More Advanced Passive Testing Techniques
Apart from automatic creation of comprehensive test libraries, passive testing can also be effectively used for other business use cases. We will briefly recap two of them.
Conformance certification (also known as conformance testing) is a mandatory step in ensuring that customer systems conform to officially declared exchange/broker certification rules. Conformance certification is conducted in order to prevent compatibility issues between the trading platform and the trading participants’ systems.
Some of the typical challenges faced during client conformance testing are world time zone disparities, high performance demand on the system due to varying customer demand, the necessity of deep domain expertise from the team conducting the certification, as well as ensuring comprehensive coverage.
Trading venues’ certification teams use a number of approaches to perform certification testing procedures. All of them can reap the benefits of passive testing automation by using a scalable technology solution for conformance testing and the analysis of test results.
Please refer to our case study on Automating Customer Conformance Certification for an in-depth look.
Reconciliation Testing Under Load
As outlined in part 4.1, validating a network’s performance under load is a vital part of the end-to-end testing approach. Provided that one’s data capture mechanisms are reliable, network capture data leveraged via passive testing can be used for the system’s performance monitoring and latency measurement. Inbound and outbound messages are matched, after which latency for every individual request is calculated. Exactpro's approach is to aggregate data as latency distribution charts, instead of averages or percentiles, to provide a better understanding of the system behaviour dynamics over particular timeframes.
Conducting reconciliation testing under load proves effective for detecting race conditions and other issues that occur at the confluence of functional and non-functional testing and cannot be detected with either one of them separately. The approach is a vital part of the verification of complex financial systems, by nature exhibiting non-deterministic behaviour (these include but are not limited to derivatives markets with implied liquidity).
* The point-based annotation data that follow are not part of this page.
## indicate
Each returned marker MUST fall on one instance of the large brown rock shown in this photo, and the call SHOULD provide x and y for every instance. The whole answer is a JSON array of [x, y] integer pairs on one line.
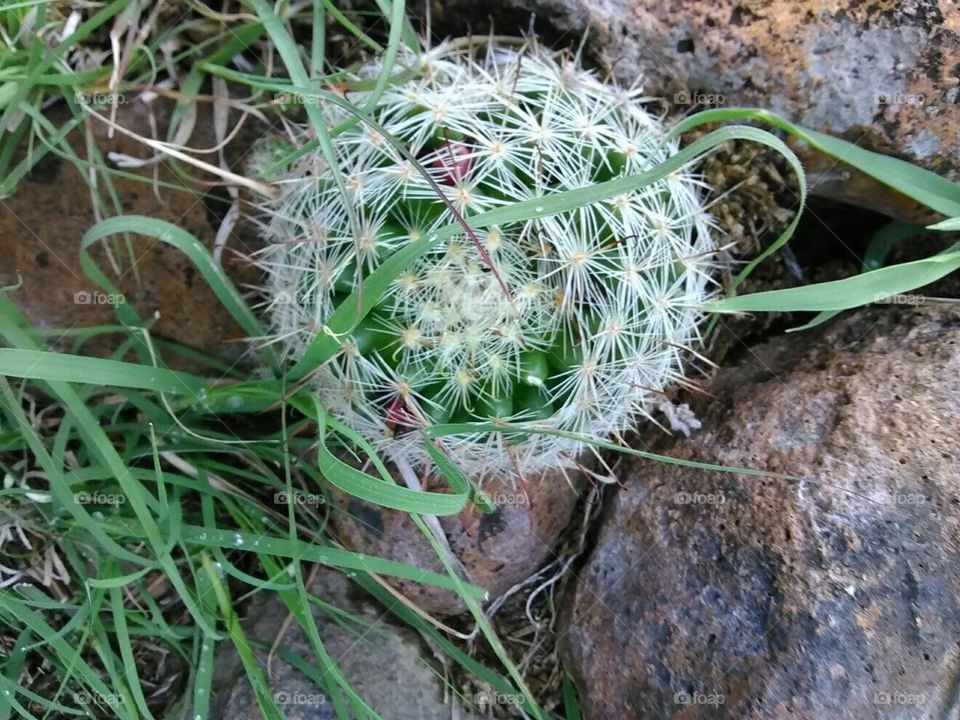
[[711, 595], [42, 223], [882, 74]]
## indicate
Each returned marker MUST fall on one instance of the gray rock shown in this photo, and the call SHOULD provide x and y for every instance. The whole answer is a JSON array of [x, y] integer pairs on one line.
[[711, 595], [383, 661]]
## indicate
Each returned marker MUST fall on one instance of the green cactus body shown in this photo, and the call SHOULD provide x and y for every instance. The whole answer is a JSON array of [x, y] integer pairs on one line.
[[602, 300]]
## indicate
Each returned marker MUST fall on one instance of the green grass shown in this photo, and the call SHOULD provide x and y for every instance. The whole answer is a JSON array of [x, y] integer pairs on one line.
[[197, 457]]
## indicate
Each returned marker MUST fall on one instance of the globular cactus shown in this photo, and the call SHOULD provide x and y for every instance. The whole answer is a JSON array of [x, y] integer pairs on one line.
[[574, 321]]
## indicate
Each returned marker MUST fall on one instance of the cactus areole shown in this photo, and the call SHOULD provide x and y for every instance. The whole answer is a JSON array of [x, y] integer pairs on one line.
[[571, 321]]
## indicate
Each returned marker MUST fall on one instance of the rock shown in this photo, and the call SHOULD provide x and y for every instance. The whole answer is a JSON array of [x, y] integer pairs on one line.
[[42, 224], [383, 661], [885, 75], [497, 550], [712, 595]]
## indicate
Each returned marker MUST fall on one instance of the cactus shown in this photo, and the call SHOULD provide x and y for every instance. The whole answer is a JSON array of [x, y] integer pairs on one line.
[[574, 321]]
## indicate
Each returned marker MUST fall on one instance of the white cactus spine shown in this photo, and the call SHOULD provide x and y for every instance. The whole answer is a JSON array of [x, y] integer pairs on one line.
[[603, 300]]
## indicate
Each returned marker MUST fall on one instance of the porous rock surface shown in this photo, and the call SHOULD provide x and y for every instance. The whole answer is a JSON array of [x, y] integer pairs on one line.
[[835, 595]]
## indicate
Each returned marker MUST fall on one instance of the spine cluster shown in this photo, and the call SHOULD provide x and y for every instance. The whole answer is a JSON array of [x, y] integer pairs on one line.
[[574, 321]]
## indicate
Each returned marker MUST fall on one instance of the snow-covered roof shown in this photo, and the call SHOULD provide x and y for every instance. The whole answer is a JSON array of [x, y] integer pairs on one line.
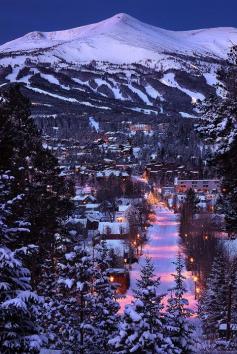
[[115, 228]]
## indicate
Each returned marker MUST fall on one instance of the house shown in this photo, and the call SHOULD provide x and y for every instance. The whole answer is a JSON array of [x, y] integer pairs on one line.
[[113, 230], [119, 277], [199, 185]]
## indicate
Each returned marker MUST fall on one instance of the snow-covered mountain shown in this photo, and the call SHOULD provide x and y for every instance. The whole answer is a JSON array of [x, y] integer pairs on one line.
[[121, 39], [119, 65]]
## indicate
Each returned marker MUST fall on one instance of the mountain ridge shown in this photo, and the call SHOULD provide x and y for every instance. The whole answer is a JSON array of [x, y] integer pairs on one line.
[[121, 32], [118, 67]]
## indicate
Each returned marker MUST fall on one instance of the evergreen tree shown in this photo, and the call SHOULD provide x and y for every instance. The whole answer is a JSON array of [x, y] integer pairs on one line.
[[188, 211], [36, 175], [19, 305], [213, 302], [179, 327], [141, 330], [70, 309], [105, 308], [218, 128]]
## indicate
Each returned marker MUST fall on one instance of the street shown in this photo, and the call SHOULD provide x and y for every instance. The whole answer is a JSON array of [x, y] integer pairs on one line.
[[162, 246]]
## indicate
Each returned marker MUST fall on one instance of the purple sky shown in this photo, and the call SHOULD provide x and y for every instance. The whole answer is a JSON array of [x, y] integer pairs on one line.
[[18, 17]]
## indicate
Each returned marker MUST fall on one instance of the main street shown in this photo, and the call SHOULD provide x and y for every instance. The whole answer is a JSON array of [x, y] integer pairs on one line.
[[162, 247]]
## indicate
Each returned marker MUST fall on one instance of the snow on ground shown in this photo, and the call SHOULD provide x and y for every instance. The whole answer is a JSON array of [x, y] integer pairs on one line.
[[142, 96], [128, 39], [69, 99], [94, 124], [162, 247], [153, 93], [169, 80], [187, 115]]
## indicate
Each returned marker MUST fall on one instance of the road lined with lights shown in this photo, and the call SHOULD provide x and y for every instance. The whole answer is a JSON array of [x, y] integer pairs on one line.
[[162, 247]]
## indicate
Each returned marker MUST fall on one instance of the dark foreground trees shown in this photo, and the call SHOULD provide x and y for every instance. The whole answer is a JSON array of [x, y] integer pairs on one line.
[[218, 128]]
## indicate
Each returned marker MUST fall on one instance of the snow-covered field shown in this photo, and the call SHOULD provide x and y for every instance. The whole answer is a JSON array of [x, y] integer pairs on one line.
[[162, 247], [128, 39]]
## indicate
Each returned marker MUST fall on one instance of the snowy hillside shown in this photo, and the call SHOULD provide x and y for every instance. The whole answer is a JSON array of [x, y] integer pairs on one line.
[[127, 39], [115, 67]]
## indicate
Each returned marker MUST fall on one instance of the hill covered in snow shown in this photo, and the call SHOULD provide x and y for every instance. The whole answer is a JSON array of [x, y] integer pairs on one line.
[[117, 66]]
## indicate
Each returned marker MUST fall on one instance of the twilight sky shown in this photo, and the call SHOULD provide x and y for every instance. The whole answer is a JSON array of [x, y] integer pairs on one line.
[[18, 17]]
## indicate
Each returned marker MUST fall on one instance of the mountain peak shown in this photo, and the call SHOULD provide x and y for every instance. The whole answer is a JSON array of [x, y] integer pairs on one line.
[[120, 17]]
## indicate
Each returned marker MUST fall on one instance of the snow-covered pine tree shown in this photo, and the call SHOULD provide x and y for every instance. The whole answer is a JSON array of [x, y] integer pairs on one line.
[[218, 128], [104, 305], [179, 327], [213, 302], [36, 175], [19, 305], [71, 327], [142, 328]]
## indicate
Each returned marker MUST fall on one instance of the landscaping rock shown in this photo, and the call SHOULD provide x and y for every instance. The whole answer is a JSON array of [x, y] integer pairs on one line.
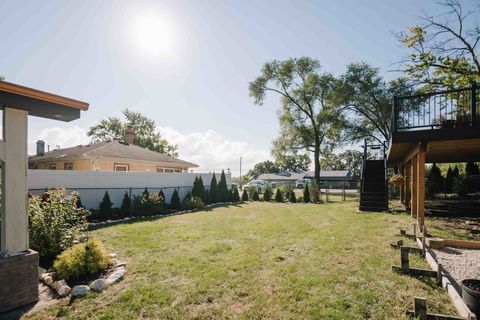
[[62, 288], [80, 290], [98, 285], [116, 275]]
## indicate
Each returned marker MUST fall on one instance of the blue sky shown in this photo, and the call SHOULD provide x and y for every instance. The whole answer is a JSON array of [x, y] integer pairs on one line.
[[187, 64]]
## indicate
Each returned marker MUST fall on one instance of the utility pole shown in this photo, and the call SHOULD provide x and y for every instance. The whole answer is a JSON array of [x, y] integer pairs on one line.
[[240, 183]]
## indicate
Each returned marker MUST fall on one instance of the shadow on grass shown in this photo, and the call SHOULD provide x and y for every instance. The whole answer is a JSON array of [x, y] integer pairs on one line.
[[135, 219]]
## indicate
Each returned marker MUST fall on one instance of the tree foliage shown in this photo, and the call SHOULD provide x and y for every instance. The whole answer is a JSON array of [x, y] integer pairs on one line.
[[444, 48], [113, 128], [308, 119]]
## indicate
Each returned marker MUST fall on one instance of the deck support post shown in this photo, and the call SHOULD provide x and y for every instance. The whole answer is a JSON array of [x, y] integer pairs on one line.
[[421, 186], [413, 207]]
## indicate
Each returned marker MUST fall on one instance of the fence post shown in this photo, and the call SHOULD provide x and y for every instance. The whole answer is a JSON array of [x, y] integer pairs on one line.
[[474, 104]]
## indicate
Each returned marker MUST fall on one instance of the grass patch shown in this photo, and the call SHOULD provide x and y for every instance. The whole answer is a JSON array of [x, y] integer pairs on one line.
[[259, 260]]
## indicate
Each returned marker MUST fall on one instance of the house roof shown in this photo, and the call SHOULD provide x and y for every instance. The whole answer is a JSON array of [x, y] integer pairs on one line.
[[292, 176], [111, 149], [39, 103]]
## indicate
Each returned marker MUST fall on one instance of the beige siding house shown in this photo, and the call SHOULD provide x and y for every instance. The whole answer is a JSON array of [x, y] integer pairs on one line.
[[106, 156]]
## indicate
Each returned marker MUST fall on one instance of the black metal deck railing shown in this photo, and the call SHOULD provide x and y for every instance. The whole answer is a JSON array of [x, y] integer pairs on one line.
[[458, 108]]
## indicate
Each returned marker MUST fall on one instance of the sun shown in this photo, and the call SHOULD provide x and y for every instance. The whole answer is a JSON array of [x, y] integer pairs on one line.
[[152, 34]]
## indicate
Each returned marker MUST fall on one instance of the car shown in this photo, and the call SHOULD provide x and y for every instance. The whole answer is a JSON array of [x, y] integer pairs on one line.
[[258, 185], [300, 183]]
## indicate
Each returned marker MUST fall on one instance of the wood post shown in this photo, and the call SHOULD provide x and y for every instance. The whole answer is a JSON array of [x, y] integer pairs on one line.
[[421, 186], [413, 206]]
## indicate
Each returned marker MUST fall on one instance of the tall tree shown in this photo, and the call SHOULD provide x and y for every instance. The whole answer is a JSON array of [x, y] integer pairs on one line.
[[367, 98], [444, 48], [308, 119], [113, 128]]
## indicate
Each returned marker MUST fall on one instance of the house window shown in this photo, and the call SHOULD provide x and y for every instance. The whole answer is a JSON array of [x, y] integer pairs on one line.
[[120, 167]]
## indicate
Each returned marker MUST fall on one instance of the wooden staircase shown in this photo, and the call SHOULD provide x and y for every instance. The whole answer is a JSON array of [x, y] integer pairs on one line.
[[374, 190]]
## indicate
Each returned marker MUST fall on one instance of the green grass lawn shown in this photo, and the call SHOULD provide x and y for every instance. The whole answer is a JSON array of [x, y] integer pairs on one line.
[[259, 260]]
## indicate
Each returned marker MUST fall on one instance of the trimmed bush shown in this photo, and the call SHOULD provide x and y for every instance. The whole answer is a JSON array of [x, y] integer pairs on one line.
[[126, 205], [105, 207], [306, 194], [292, 198], [267, 194], [278, 196], [175, 200], [55, 224], [81, 260], [244, 195], [235, 195]]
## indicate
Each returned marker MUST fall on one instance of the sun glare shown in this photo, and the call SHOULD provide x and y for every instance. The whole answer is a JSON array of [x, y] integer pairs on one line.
[[152, 35]]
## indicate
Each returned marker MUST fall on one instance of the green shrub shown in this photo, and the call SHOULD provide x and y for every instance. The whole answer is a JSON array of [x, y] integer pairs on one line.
[[175, 200], [126, 205], [81, 260], [292, 198], [306, 194], [278, 195], [244, 195], [55, 222], [236, 195], [105, 207], [197, 203], [267, 194]]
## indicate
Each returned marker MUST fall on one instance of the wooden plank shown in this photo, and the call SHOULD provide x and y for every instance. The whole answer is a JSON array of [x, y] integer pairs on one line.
[[447, 283], [413, 207]]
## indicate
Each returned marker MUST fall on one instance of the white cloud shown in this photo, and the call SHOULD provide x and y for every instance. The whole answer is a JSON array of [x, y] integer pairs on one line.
[[56, 136], [212, 152], [208, 149]]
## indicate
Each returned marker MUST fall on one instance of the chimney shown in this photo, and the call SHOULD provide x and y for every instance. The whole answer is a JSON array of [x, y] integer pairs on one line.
[[40, 148], [129, 135]]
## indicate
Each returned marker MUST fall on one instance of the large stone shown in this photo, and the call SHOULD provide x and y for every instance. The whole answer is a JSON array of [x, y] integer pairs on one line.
[[80, 290], [98, 285], [116, 275]]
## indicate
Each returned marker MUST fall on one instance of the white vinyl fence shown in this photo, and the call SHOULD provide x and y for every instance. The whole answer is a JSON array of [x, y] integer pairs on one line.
[[91, 185]]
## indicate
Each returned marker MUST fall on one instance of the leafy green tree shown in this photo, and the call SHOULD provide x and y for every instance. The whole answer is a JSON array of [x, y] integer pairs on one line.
[[126, 204], [175, 200], [292, 198], [278, 195], [261, 168], [306, 194], [213, 192], [223, 188], [308, 118], [113, 128], [105, 207], [449, 180], [236, 195], [366, 99], [444, 51]]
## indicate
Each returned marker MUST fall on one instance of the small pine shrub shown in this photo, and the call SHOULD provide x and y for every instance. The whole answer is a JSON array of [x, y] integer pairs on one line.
[[126, 205], [175, 201], [306, 194], [267, 194], [278, 196], [236, 195], [292, 198], [105, 207], [83, 259], [244, 195]]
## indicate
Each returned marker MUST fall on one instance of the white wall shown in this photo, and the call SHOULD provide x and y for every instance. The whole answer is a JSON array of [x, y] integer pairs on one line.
[[91, 185]]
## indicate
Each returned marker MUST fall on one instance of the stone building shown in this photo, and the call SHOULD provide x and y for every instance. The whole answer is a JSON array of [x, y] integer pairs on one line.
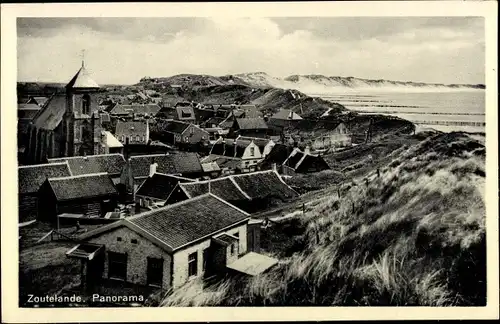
[[69, 124]]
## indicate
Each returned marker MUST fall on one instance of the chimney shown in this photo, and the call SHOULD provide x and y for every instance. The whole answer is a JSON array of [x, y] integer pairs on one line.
[[152, 169]]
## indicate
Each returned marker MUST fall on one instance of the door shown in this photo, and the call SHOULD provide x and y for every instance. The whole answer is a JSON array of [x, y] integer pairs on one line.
[[155, 272]]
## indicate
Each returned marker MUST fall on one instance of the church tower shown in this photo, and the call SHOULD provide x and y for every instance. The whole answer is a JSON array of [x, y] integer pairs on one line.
[[82, 124]]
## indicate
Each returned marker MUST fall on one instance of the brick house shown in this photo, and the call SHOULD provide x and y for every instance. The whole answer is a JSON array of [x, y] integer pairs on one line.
[[169, 246], [132, 132], [90, 195], [250, 192], [155, 190], [253, 127], [30, 179], [177, 132], [112, 164]]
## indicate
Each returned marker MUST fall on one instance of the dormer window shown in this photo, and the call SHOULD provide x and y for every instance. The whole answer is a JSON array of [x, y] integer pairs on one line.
[[86, 104]]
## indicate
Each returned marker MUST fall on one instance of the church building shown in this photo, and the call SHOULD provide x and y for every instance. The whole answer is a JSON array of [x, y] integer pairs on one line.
[[69, 124]]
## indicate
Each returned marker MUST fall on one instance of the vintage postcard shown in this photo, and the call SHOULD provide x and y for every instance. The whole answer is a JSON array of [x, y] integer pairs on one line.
[[198, 161]]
In this case study, we have demonstrated the steps taken to upgrade the Exactpro–Athex Exchange testing framework to support the planned migration of the Athex OASIS trading system to the new FIX Server.
The project’s testing scope included functional and regression testing of the changes introduced to the ATHEX trading system. This case study includes a review of the functional aspects of the conducted work and highlights a broad range of benefits of passive testing for verifying the quality of large-scale transaction processing systems. We have highlighted the tools that enable the th2 framework to implement advanced data analysis techniques on the data collected during passive testing.
The passive testing benefits discussed include but are not limited to creating comprehensive test libraries, automating regression testing and passive reconciliation checks, monitoring the system’s performance and health over time, detecting floating issues and issues manifesting themselves under unique conditions, such as when the system is stressed, which is a crucial type of validation for high-availability mission-critical financial platforms.
Last but not least, the data collected as the result of passive testing provides a straightforward way of generating audit trails for compliance purposes. It also presents a self-contained tool for improving the test coverage of the system.